Universidades serviram como centros de tortura na ditadura
27 de maio de 2013

No balanço de seu primeiro ano de funcionamento, a Comissão da Verdade constatou que a tortura teve início logo após o golpe de 64, e era uma prática comum de interrogatórios conduzidos pelos agentes do Estado nos primeiros momentos da ditadura. A comissão descobriu que, já naquele ano, funcionavam pelo menos 36 centros de tortura em sete estados, entre eles o Rio de Janeiro. O relatório afirma que os militares utilizaram para as torturas as estruturas físicas de universidades federais e da Petrobras.

A reportagem é de Evandro Éboli e publicada no jornal O Globo, 22/05/13.

Para a comissão, a tortura foi utilizada antes mesmo do início da luta armada, que foi deflagrada no fim de 1968, época do AI-5. O documento registra a ocorrência de 148 casos de tortura em 1964. Ainda com a imprensa parcialmente livre, a divulgação desses atos fez os militares reduzirem a prática nos anos anteriores. Em 1965, os casos registrados de tortura caíram para 35; em 1966, foram 66; em 1967, 50; e em 1968, 85.

— A explosão veio entre 68 e 69, quando o número (de casos de tortura) atingiu 1.027. E não foi só por causa do AI-5(baixado no final de 68), mas por várias outras circunstâncias também. Não podemos concordar com essa história de golpe dentro do golpe — disse a professora Heloisa Starling, assessora da Comissão da Verdade e responsável pela pesquisa.

— A tortura, desde cedo, virou padrão de repressão. Não aconteceu por acaso — disse Paulo Sérgio Pinheiro, integrante da comissão.

Ministros militares no comando

Rio foi o principal foco da tortura no início da ditadura. Heloisa Starling chama a atenção para o número de unidades na capital do estado e no interior onde os militares cometiam essas violações. Dos 36 centros identificados em sete estados, 16 estavam no Rio. Um deles, na Universidade Federal Rural do Rio de Janeiro, em Seropédica. A Reduc, refinaria da Petrobras em Duque de Caxias, também consta entre os centros de tortura. O relatório registra que o navio-prisão Princesa Leopoldina, fundeado na Baía de Guanabara, foi utilizado como centro de torturas.

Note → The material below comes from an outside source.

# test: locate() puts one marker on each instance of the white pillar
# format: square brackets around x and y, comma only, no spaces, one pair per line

Universidade Federal de Pernambuco foi outra instituição usada pelos militares para prender e torturar opositores do regime. Em Santos, outro navio, Raul Soares, também serviu como unidade de repressão. A comissão ainda localizou documento que demonstra que a linha de comando da tortura chegava até os chefes militares, os ministros.

— Toda bibliografia mostrava que a estrutura de comando ia até segundo nível, onde estão os centros de informação (militares). Até agora, só tínhamos depoimentos sobre o envolvimento dos ministros militares. Não havia documentos, mas agora há — disse Heloisa Starling.

O relatório detalha as características da tortura aplicada às vítimas do regime. O pau de arara, que era praticado há anos em delegacia de polícia contra as pessoas mais pobres, foi depois introduzida pela ditadura para combater os militantes de classe média. Foram citados casos de afogamento, banho chinês, choque elétrico, churrasquinho, geladeiras, soro da verdade, telefone e torturas psicológicas.

— Todas as formas de tortura começaram cedo — disse Heloisa Starling.

A possibilidade de a comissão recomendar a revisão da Lei de Anistia também foi discutida. Depois de Cláudio Fonteles e Paulo Sérgio Pinheiro, ontem a advogada Rosa Cardoso, atual coordenadora do grupo, defendeu punição para agentes que mataram e torturaram.

— A judicialização desses casos precisa acontecer. Não resta dúvida — disse ela.

Na plateia, três oficiais da reserva assistiam em silêncio a reunião. No final, o general da reserva Paulo Guedes, sereno, criticou:

— A questão é que a comissão não começou (a investigar a tortura) na origem, que não é 64. Tem que se investigar as torturas praticadas hoje, e não as de décadas atrás — disse o general.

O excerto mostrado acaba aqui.